Till We Have Faces C. S. Lewis
Monstress Volume Three: Haven Marjorie Liu and Sana Takeda
And The Ocean Was Our Sky Patrick Ness and Rovina Cai
Bats of the Republic Zachary Thomas Dodson
The Drawing Lesson Mark Crilley
Feux Marguerite Yourcenar
Little Black Book of Stories A. S. Byatt
The Astonishing Color of After Emily X.R. Pan
Inkmistress Audrey Coulthurst
Another Phase Eloise Klein Healy
An Absolutely Remarkable Thing Hank Green
Puddin’ Julie Murphy
340 mps Léa Silhol
Girl Made of Stars Ashley Herring Blake
We’ll Fly Away Bryan Bliss
A Skinful of Shadows Frances Hardinge
The Lady’s Guide to Petticoats and Piracy Mackenzi Lee
Darius the Great Is Not Okay Adib Khorram

The Numbers:

  • Total books read: 74
  • Books in French: 7 (9%)
  • Books that were not novels: 30 (41%) (Well, this proportion leaps up every year!
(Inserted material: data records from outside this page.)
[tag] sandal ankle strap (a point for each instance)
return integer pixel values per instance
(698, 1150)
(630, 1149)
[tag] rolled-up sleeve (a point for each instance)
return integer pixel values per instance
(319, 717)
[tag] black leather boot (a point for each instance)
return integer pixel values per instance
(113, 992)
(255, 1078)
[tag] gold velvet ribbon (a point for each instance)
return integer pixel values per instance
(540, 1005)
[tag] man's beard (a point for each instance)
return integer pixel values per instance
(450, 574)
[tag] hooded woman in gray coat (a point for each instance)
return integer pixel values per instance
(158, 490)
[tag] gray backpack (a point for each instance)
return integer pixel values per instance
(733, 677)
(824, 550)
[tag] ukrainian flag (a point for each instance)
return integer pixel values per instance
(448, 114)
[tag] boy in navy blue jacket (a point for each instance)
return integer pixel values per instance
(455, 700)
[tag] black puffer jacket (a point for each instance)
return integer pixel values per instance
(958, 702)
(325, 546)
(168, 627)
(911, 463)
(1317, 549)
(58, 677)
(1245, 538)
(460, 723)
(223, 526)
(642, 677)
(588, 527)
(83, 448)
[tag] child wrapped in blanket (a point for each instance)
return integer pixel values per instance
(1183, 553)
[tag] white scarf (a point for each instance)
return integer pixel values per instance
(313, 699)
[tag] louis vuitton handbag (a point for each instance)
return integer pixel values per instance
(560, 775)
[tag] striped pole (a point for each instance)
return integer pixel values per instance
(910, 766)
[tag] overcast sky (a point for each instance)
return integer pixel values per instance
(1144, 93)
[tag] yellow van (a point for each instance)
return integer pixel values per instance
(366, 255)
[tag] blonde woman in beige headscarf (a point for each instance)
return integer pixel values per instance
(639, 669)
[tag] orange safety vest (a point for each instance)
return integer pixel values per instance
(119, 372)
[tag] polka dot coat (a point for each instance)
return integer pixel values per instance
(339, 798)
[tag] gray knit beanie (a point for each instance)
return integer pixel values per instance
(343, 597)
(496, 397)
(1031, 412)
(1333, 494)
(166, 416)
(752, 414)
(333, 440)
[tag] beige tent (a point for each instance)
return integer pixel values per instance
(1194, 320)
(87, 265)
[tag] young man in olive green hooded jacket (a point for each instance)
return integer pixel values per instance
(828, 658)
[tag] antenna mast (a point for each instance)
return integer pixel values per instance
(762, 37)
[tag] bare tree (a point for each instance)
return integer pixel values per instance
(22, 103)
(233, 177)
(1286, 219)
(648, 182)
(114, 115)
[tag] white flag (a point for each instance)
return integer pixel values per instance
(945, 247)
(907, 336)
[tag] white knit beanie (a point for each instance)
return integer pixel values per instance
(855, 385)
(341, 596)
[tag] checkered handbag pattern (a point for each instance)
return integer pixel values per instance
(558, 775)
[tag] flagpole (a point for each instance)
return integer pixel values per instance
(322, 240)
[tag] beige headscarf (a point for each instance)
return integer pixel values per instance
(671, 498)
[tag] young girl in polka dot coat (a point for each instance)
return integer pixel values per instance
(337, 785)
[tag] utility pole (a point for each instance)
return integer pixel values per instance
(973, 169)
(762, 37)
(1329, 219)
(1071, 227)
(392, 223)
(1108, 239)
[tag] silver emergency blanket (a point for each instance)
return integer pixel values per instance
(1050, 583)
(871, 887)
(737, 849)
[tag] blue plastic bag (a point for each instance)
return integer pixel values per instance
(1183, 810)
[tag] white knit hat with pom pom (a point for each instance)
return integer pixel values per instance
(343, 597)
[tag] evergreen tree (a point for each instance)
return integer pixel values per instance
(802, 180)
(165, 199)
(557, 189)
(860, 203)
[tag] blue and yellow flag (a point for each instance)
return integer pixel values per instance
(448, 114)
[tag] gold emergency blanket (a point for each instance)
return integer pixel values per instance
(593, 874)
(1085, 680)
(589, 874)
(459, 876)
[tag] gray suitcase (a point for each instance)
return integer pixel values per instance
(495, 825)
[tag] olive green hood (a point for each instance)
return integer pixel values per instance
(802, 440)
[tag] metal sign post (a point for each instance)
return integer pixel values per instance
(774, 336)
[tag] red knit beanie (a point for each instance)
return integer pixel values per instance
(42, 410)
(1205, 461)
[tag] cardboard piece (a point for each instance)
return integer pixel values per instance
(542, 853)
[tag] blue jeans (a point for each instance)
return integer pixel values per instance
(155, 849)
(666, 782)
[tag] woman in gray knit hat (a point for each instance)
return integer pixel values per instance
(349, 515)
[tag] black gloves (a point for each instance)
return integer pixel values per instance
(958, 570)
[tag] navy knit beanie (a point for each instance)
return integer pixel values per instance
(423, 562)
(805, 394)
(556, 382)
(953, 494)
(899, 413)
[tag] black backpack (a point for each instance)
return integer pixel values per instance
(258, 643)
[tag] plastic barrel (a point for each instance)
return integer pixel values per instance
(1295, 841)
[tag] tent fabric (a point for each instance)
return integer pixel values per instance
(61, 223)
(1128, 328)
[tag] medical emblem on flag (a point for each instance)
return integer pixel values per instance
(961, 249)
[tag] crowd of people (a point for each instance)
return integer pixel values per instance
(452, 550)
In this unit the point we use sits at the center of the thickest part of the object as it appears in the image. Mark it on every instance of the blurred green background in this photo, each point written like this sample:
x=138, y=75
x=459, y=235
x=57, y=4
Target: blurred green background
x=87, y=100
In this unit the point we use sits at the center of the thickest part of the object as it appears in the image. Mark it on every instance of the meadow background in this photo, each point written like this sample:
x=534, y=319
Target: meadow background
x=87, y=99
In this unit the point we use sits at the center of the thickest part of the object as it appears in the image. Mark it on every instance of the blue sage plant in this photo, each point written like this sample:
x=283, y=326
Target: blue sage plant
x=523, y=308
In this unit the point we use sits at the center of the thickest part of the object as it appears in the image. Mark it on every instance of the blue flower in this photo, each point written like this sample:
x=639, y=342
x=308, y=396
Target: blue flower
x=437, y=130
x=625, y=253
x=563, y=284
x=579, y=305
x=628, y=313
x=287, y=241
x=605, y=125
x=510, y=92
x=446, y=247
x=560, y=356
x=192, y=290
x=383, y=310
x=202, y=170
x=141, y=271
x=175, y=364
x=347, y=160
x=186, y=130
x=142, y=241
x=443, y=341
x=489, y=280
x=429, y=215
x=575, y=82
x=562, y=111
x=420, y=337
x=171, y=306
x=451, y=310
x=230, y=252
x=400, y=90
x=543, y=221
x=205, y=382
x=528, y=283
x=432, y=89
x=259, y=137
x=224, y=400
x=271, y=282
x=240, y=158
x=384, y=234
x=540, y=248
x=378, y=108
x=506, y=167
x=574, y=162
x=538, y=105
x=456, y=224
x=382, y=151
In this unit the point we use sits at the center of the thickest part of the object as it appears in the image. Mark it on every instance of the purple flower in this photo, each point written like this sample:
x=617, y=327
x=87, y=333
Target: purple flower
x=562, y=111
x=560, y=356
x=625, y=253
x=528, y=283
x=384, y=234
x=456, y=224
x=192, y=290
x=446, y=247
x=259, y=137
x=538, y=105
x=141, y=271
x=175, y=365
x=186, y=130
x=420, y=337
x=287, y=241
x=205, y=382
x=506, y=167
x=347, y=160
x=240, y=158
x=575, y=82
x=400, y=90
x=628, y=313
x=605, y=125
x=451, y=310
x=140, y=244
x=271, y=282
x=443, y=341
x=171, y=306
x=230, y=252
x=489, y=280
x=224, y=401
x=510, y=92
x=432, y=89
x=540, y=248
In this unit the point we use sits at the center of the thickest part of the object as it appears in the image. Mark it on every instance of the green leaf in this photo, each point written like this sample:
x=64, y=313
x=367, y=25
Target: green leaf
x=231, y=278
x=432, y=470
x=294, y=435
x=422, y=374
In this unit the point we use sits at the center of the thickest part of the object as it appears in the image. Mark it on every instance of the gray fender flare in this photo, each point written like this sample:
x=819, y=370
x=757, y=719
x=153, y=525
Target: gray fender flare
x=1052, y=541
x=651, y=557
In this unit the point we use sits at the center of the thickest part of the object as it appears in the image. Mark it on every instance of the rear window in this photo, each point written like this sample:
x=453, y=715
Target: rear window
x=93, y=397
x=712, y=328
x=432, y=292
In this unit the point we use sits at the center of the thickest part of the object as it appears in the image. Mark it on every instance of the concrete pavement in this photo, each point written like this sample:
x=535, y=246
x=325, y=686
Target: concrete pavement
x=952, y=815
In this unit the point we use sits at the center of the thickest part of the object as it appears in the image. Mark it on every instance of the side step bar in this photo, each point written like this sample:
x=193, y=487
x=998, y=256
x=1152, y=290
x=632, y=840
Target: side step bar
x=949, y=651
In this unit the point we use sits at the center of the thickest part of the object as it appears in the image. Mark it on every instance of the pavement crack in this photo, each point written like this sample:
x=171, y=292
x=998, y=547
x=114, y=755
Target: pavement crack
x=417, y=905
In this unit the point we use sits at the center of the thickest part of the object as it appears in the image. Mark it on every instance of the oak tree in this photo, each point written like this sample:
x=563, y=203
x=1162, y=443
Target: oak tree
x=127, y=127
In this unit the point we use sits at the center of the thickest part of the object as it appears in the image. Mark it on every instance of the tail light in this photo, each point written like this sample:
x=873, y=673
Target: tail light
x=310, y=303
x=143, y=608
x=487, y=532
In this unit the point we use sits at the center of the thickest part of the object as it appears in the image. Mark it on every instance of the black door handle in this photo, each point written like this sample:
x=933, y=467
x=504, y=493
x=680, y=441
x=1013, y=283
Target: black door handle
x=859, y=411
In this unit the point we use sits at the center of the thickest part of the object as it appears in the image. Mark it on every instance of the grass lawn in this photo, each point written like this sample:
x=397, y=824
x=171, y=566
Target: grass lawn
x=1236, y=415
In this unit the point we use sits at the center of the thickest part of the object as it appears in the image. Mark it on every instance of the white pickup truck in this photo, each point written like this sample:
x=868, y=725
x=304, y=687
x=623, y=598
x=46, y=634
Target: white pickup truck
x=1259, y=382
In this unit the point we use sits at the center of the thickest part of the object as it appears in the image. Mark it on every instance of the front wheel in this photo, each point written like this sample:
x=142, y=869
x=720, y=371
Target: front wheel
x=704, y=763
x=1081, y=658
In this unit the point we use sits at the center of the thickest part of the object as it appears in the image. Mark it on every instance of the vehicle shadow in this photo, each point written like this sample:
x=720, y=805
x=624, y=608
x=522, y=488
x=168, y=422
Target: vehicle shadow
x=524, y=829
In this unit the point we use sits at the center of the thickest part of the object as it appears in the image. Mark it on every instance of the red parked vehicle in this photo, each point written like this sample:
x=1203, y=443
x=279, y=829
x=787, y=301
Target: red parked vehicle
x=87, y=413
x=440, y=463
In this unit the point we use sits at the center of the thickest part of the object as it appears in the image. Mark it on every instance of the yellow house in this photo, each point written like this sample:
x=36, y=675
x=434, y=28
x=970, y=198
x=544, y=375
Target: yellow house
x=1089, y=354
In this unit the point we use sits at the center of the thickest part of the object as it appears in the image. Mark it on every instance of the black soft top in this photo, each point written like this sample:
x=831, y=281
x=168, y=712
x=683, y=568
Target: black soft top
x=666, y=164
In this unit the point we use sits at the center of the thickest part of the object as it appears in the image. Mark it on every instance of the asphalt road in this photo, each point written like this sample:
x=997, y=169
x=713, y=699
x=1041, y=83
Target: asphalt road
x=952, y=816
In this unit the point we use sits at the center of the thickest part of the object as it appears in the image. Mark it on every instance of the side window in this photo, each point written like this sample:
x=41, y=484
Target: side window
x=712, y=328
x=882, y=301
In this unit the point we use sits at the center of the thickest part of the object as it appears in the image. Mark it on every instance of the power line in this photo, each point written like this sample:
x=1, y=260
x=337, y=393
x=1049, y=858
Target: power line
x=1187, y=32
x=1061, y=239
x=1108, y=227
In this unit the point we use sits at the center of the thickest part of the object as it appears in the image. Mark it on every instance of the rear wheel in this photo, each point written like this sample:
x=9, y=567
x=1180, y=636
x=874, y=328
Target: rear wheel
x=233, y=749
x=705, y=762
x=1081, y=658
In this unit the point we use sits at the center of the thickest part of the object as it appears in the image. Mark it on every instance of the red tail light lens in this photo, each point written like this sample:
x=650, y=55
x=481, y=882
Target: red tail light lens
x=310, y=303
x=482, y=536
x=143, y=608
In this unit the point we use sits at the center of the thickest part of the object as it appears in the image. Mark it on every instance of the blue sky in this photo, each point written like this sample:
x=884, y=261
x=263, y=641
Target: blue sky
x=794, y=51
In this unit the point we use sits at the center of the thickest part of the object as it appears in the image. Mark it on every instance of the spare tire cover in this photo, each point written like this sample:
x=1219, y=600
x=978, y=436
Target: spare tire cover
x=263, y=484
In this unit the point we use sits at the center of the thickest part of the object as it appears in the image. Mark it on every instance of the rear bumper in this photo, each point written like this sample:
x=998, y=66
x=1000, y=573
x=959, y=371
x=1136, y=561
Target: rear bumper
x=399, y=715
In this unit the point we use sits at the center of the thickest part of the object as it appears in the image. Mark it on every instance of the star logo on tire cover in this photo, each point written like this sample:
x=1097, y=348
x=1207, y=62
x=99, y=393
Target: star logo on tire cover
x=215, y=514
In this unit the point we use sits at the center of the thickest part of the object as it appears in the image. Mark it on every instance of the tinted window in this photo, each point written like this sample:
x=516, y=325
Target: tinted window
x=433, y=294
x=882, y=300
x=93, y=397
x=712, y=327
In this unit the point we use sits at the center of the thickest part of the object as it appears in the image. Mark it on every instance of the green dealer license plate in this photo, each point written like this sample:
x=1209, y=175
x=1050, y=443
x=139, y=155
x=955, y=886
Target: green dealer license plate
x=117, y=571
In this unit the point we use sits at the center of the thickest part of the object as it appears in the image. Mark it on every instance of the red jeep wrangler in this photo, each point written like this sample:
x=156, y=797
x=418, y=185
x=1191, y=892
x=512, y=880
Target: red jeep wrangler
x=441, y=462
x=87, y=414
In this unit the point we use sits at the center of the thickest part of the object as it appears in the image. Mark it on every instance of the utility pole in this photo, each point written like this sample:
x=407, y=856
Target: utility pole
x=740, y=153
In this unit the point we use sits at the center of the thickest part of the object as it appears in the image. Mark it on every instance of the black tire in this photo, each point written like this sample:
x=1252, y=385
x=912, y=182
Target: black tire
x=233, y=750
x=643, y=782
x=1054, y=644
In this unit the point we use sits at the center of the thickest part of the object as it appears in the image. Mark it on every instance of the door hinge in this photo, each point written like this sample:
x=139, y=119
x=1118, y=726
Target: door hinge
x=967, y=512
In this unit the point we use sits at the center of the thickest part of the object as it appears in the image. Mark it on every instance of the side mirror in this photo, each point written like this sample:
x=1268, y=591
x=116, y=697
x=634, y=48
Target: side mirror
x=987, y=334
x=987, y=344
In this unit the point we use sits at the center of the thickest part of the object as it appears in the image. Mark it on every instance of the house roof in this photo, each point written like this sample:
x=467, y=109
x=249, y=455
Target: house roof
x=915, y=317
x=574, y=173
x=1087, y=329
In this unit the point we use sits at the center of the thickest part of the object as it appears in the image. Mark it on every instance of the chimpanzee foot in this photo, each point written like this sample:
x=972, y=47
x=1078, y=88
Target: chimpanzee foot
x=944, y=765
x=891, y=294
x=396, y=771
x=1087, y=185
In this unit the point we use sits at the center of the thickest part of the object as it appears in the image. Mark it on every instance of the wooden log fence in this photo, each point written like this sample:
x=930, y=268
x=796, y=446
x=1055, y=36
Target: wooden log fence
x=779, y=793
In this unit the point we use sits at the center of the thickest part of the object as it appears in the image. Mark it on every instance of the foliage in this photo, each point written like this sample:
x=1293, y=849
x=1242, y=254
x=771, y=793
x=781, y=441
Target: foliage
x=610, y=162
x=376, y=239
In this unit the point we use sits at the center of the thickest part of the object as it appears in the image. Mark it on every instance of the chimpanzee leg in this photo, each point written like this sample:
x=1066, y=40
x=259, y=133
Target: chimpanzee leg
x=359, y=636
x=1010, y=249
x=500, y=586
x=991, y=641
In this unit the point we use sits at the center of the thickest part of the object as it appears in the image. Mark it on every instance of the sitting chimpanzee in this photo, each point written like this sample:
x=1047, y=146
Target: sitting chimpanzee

Non-fiction/miscellaneous: 2 (funny how weird things customers say in bookstores and a guide to dissertation writing wind up in the same  category); Short story/poetry collections: 13 (I think about one and a half were poetry); Graphic novels/comics: 6; Shorter works: 9 (includes fairy tales and Nick Bantock’s books)
  • Books read in translation: 3 (4%) (Italian to French: 2; Turkish to English: 1)
  • Books read for the first time: 71 (96%)
  • Books read not for the first time: 3 (4%)
  • Books written by women (where at least one co-author, co-editor, or contributor is a woman): 46 (62%)
  • Books by authors of color (obviously, how someone identifies can’t always be deduced from a name and an author photo, so this isn’t guaranteed to be 100% accurate): 17 (23%)
  • Books by category (as decided by me): Adult: 34 (46%); Young Adult: 31 (42%); Middle Grade or Younger: 6 (8%); Indeterminate: 3 (4%)

Finally, my favorite books of 2018 (no rereads, I didn’t set out to choose a certain number of books, and some of these choices are because the book made me think, even if I didn’t necessarily love the whole thing):

  • The Starlit Wood edited by Dominik Parisien and Navah Wolfe
  • The Language of Thorns Leigh Bardugo
  • Soie Alessandro Baricco, translated by Françoise Brun
  • That Inevitable Victorian Thing E. K. Johnston
  • Jane, Unlimited Kristin Cashore
  • The Small Rain Madeleine L’Engle
  • Amitié amoureuse Hermine Lecomte du Nouÿ
  • S. J. J. Abrams & Doug Dorst
  • Till We Have Faces C. S. Lewis
  • A Skinful of Shadows Frances Hardinge
  • The Lady’s Guide to Petticoats and Piracy Mackenzi Lee

2 thoughts on “The Books I Read in 2018

  1. I read Till We Have Faces in college and I don’t remember much of it, though I believe I found it very strange. Would you recommend Paper Menagerie? I’m curious about it!